In 1960, Overhulse was re-elected to a second four-year term in the state senate representing District 17. He was unopposed in the Democratic primary and then defeated a popular state representative in the general election. The new senate President, Harry Boivin, appointed Overhulse to the state and federal affairs, judiciary, and labor and industries committees. He was also given the chairmanship of the Elections Committee.

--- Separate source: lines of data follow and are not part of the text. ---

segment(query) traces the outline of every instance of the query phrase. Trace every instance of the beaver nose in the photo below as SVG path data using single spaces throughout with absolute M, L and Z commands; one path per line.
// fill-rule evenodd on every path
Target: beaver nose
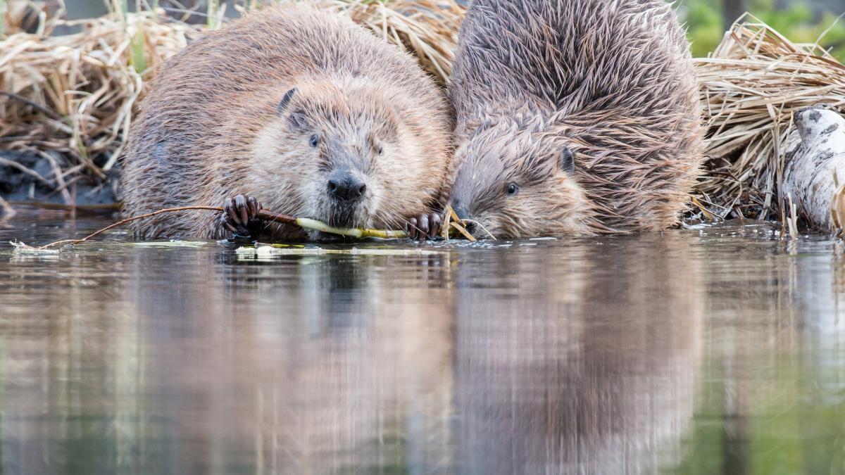
M 339 201 L 357 201 L 367 192 L 367 185 L 346 171 L 329 177 L 329 194 Z
M 452 209 L 455 210 L 455 214 L 458 215 L 458 218 L 462 220 L 470 219 L 470 213 L 469 211 L 466 210 L 466 208 L 465 208 L 464 206 L 458 205 Z

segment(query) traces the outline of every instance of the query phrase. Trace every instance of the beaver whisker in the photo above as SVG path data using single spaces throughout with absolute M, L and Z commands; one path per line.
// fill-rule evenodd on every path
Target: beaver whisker
M 496 237 L 493 236 L 493 232 L 490 232 L 490 231 L 487 227 L 485 227 L 483 224 L 482 224 L 482 223 L 480 223 L 480 222 L 478 222 L 478 221 L 477 221 L 475 220 L 466 220 L 465 219 L 465 220 L 461 220 L 461 223 L 474 224 L 474 225 L 477 226 L 479 228 L 481 228 L 482 231 L 483 231 L 484 232 L 486 232 L 487 235 L 490 237 L 490 239 L 493 239 L 493 241 L 497 240 Z

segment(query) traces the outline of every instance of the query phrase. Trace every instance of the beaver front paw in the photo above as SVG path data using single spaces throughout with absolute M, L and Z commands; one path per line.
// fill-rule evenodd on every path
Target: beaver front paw
M 411 218 L 405 224 L 405 231 L 408 232 L 408 237 L 412 239 L 433 239 L 440 232 L 440 226 L 443 224 L 440 215 L 434 213 L 423 214 L 417 217 Z
M 226 200 L 220 216 L 220 226 L 234 233 L 234 238 L 249 238 L 258 235 L 261 220 L 258 219 L 261 204 L 252 196 L 238 194 Z

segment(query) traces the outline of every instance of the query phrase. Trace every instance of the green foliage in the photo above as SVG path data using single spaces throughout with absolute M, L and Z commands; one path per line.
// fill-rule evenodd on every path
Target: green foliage
M 784 9 L 777 9 L 774 0 L 749 0 L 748 4 L 751 14 L 791 41 L 815 43 L 820 38 L 823 46 L 831 49 L 838 59 L 845 60 L 845 20 L 837 21 L 838 13 L 815 15 L 806 0 L 793 0 Z M 722 41 L 724 31 L 721 7 L 721 2 L 713 0 L 682 0 L 679 4 L 695 56 L 706 56 Z

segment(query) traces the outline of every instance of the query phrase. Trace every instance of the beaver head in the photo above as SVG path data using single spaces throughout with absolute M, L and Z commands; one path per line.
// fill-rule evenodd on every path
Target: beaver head
M 435 194 L 423 138 L 403 123 L 383 85 L 302 79 L 280 93 L 257 139 L 254 195 L 268 209 L 334 227 L 396 228 L 403 211 Z
M 577 146 L 537 116 L 488 118 L 455 152 L 449 203 L 496 238 L 584 234 Z

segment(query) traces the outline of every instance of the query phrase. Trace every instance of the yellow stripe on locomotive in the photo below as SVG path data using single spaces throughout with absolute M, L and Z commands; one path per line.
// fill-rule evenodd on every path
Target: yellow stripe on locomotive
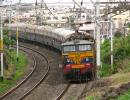
M 94 42 L 69 41 L 62 44 L 63 74 L 66 78 L 87 77 L 95 67 Z

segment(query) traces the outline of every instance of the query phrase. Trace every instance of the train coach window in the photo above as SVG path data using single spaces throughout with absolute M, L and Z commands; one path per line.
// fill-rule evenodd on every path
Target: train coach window
M 64 52 L 75 51 L 75 46 L 64 46 L 63 51 Z
M 91 50 L 91 45 L 79 45 L 79 51 Z

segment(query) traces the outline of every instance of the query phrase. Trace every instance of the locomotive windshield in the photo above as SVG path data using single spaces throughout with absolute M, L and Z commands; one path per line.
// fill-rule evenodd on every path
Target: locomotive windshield
M 92 50 L 91 45 L 79 45 L 79 51 L 88 51 Z
M 63 48 L 64 52 L 69 52 L 69 51 L 76 51 L 74 45 L 69 45 L 69 46 L 64 46 Z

Overhulse returned to the senate for 1963 legislative session. While he still represented Crook, Deschutes, Jefferson, and Lake counties, re-districting changed his senate district from District 17 to District 19. During that regular legislative session, Overhulse served as chairman of the Taxation Committee and was a members of the state and federal affairs, judiciary, elections, constitutional revisions, and public buildings and institutions committees. He also served during a short special session later that year.
In February 1964, Overhulse announced that he would retire from the senate at the end of 1964 when his second term expired.

== Later life and legacy ==

After leaving the state senate, Overhulse returned to his law practice in Madras. He died of a heart attack at his home in Culver on January 2, 1966. He was 56 years old at the time of his death.

Overhulse's correspondence with constituents and other documents related to his service in the Oregon State Senate are held in the University of Oregon Library archives in Eugene, Oregon. It includes 3.0 linear feet (2 containers).

In 2014, his family presented a collection of Overhulse's personal memorabilia to the Jefferson County Historical Society. The collection included the gavel Overhulse used while he was senate president along with a scrapbook of news articles and photographs from his tenure.